I'm pretty sure Apple states very clearly in one of those papers they send packaged with the phone not to cover it, etc when charging. Of course a firefighter would make it sound like the thing was 100% out of control for no reason to keep his reputation of being a "not stupid" firefighter. After he threw it out the window.

I'll bet he was the cool guy down at the station after this happened. But I'm not sold on anything but his stupidity.
Really?

If something is on fire in my house, I'd sooner throw it out of the window and let it burn a bit of my lawn rather than let it burn my house down.
 
iPhone fire

Lipoly batteries are inherently unstable, that is why they have such a good charge density. There are many ways things can get ugly. If the internal resistance goes up in a cell, routine charging amperage starts to heat the cell. If the charger provides a little too much voltage, the the cell heads towards microwave popcorn appearance, then gas vents explosively.

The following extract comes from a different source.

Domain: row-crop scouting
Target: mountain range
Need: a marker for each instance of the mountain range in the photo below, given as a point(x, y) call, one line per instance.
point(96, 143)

I have some monster lipolys from my airplane hobby, and I keep them in a latched metal box. In the hobbyist world, there have been wrecked model planes loaded into the user's car, and a delayed battery fire torching the car. I try to never charge lipoly batteries unattended, or at least try to imagine how the fire (however unlikely) would behave in the charging location... A few fires out a few million devices is about the best one can hope for.
 
what's the fuss
no one reports anything when their non-apple product catches fire
i've heard of friends' nokia's catching fire back in the day, do they post it on the web?

Because this is an Apple dedicated website.

If this were a Samsung discussion website, don't you think a news post would be made if a Samsung Galaxy S2 caught fire while charging?